Most juniors won’t get through this set of transitions. Many will grow frustrated as they become gradually worse with age. If they have bad ball-watching habits, or decision-making patterns, no one will know until it shows up and causes problems. Unfortunately, for some, no one will ever notice.

Younger players who have been winning as juniors by repetition and the ability to run down every ball and hit the same swing back repeatedly will begin to fail as they are asked to hit more off-balanced and rushed strokes with less than ideal swings.

A reactive mindset is common in young people. They aren’t allowed to make decisions about much in their lives, like when to go to bed or what to have for dinner. So when they get to the tennis court, they tend to wait for things to just happen. Adults MAKE things happen. That is being proactive.
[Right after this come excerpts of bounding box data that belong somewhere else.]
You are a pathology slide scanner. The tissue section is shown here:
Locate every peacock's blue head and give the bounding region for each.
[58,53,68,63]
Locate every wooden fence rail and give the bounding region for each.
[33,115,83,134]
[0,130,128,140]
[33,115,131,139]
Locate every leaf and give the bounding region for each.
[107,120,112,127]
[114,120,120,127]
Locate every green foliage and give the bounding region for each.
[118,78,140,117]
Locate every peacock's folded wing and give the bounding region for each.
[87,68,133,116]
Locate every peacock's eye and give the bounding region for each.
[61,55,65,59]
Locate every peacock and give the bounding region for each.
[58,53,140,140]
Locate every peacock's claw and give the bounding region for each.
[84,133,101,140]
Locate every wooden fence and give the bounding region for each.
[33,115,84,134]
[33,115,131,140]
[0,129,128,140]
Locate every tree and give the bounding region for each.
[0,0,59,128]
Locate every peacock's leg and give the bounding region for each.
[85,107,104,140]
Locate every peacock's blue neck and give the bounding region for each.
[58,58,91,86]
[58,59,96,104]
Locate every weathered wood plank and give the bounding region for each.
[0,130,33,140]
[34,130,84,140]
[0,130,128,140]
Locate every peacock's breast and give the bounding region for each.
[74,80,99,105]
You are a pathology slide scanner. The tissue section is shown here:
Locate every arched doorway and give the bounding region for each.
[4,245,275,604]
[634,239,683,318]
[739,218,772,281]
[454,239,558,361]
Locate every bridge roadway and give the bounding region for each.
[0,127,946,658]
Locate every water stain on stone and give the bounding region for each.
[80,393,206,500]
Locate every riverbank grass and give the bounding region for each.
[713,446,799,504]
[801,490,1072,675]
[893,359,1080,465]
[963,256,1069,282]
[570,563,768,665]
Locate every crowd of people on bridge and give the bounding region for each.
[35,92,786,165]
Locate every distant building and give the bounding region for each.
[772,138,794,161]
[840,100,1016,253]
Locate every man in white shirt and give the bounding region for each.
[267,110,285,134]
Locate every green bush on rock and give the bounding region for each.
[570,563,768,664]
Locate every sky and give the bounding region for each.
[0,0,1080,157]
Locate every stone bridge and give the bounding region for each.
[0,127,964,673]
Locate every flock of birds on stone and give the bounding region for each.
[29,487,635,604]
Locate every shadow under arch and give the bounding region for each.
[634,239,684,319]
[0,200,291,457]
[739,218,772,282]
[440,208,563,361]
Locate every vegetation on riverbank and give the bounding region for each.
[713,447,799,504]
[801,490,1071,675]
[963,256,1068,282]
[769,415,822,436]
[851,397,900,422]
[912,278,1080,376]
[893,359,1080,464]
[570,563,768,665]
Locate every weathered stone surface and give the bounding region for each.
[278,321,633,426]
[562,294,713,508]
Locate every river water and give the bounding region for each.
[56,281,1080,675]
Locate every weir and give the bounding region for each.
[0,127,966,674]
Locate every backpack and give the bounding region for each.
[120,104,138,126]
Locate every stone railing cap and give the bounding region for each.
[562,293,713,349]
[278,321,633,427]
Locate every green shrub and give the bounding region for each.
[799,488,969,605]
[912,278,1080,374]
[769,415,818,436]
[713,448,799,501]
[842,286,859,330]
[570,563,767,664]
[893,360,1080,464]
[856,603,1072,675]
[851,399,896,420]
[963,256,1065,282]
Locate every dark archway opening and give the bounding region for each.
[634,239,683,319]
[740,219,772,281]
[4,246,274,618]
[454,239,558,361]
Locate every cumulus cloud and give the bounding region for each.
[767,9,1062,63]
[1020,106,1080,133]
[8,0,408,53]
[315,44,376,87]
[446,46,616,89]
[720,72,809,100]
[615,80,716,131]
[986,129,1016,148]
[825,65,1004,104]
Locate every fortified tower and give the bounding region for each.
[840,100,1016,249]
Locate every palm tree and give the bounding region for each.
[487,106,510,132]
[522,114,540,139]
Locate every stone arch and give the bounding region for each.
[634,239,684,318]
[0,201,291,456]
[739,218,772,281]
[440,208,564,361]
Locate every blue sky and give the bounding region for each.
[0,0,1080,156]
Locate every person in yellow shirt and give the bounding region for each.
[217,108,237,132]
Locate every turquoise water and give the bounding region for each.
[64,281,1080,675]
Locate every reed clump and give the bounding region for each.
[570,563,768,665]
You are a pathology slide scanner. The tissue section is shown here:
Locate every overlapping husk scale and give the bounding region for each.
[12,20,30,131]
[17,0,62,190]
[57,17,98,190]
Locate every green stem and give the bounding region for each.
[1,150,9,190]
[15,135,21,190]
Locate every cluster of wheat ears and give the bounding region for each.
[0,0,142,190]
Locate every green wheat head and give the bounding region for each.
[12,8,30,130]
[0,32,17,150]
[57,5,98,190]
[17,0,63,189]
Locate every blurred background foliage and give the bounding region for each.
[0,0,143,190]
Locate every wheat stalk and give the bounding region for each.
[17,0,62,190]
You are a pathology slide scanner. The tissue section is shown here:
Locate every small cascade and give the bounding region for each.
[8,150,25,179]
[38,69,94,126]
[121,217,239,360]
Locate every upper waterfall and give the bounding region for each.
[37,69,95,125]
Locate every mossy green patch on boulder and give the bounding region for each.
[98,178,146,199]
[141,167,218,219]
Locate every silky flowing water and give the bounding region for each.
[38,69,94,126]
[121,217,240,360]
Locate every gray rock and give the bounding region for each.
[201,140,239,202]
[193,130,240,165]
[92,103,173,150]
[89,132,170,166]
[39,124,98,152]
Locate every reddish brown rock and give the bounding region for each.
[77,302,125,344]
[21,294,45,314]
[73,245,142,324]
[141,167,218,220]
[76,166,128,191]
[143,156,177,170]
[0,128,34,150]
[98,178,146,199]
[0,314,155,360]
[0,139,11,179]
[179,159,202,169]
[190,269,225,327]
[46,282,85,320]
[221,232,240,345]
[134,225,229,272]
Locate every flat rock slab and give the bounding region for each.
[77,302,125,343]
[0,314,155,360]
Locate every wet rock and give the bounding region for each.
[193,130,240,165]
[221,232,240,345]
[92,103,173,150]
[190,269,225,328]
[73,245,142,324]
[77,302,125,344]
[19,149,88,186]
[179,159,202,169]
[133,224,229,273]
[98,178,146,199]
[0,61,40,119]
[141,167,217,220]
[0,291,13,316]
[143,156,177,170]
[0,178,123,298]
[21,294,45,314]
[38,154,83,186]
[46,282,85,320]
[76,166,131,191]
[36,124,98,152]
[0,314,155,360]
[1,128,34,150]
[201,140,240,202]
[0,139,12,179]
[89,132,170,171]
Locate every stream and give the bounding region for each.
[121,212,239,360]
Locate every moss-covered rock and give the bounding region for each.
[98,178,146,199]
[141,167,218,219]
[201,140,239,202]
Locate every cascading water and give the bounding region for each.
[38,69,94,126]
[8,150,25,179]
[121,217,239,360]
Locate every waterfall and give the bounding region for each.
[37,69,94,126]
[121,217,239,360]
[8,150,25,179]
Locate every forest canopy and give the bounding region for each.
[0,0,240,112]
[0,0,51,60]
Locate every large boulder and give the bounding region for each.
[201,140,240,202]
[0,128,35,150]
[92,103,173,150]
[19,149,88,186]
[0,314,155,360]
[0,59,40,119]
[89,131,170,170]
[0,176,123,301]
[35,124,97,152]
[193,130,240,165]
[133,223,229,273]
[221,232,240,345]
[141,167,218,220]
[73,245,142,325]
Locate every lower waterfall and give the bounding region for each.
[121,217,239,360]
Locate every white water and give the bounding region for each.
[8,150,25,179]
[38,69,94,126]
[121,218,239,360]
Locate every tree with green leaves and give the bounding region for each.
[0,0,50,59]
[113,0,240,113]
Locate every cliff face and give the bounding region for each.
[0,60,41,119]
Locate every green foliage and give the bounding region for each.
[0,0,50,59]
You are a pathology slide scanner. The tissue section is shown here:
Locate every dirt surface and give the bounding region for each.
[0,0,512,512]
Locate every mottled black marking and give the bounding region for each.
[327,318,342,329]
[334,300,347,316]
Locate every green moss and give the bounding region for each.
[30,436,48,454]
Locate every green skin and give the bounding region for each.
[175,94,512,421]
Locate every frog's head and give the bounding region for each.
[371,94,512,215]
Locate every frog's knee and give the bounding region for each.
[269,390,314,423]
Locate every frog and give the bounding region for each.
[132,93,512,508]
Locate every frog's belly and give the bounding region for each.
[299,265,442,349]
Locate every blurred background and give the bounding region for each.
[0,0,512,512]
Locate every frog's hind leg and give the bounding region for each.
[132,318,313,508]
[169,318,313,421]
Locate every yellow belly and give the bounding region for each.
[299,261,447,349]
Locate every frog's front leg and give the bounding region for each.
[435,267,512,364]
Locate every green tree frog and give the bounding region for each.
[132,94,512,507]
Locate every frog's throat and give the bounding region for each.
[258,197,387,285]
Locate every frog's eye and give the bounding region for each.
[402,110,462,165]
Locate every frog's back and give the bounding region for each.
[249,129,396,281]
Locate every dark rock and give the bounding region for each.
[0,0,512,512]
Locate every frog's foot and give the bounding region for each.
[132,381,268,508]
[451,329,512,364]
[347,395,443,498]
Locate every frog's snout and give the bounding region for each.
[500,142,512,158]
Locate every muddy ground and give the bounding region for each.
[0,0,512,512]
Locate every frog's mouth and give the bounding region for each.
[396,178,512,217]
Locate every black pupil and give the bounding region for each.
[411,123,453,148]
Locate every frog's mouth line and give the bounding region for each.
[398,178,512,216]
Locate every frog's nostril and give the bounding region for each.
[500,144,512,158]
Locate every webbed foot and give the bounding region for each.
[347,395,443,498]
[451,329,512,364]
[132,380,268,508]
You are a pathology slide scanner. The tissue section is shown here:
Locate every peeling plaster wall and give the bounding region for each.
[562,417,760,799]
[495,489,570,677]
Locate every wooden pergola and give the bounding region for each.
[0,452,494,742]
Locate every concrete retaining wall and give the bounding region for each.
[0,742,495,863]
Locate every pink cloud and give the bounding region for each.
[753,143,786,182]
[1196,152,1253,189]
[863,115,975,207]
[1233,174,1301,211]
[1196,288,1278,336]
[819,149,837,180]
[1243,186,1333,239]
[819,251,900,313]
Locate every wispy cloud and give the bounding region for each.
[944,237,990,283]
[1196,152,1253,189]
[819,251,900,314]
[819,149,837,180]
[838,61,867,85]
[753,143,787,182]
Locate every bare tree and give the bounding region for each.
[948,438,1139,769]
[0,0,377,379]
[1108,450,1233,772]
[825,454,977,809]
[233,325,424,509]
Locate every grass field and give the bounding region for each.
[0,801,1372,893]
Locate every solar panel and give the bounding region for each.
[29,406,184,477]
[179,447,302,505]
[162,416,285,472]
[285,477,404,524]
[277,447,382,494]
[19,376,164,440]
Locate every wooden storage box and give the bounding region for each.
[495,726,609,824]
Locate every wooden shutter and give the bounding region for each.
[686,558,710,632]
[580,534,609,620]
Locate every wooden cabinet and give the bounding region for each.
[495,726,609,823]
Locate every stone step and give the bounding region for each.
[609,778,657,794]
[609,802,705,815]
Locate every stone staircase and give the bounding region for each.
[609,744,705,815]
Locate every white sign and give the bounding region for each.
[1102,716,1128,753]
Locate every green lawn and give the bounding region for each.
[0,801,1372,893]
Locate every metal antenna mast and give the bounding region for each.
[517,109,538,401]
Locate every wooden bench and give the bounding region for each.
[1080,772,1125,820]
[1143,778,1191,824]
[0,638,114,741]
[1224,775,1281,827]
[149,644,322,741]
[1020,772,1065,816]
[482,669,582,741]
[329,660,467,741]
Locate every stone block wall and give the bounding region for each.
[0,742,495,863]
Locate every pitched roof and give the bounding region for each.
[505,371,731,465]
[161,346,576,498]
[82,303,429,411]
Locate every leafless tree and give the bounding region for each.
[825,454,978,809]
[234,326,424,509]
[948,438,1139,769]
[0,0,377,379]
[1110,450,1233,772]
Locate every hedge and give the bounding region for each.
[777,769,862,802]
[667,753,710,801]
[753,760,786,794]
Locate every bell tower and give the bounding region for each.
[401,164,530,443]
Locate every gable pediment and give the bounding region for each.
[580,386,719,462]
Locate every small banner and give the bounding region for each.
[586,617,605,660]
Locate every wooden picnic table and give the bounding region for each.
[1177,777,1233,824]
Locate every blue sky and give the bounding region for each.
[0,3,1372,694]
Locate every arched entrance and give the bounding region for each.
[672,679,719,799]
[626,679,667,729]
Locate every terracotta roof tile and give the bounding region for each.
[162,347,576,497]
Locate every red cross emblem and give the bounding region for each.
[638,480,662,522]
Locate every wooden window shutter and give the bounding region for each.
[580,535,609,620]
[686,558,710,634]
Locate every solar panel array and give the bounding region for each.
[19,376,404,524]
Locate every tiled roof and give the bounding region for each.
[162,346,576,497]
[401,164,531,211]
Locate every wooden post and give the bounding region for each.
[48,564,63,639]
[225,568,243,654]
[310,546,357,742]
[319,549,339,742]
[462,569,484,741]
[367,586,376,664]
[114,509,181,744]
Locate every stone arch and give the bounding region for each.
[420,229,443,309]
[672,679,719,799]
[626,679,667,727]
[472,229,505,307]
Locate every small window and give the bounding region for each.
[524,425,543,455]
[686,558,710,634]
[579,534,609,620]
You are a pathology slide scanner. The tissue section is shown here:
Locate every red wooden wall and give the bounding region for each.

If you are the coach or parent of a rising junior, make sure your player is developing psychologically as well as physically. If you find yourself saying, “I don’t know what’s happened to him/her,” check to see if they have made the necessary transitions in order to move up to higher levels. Some of these transitions will not come naturally to many players, but if discovered, can be taught. Only then will the player be able to move up to the next level, and save everyone from great frustration.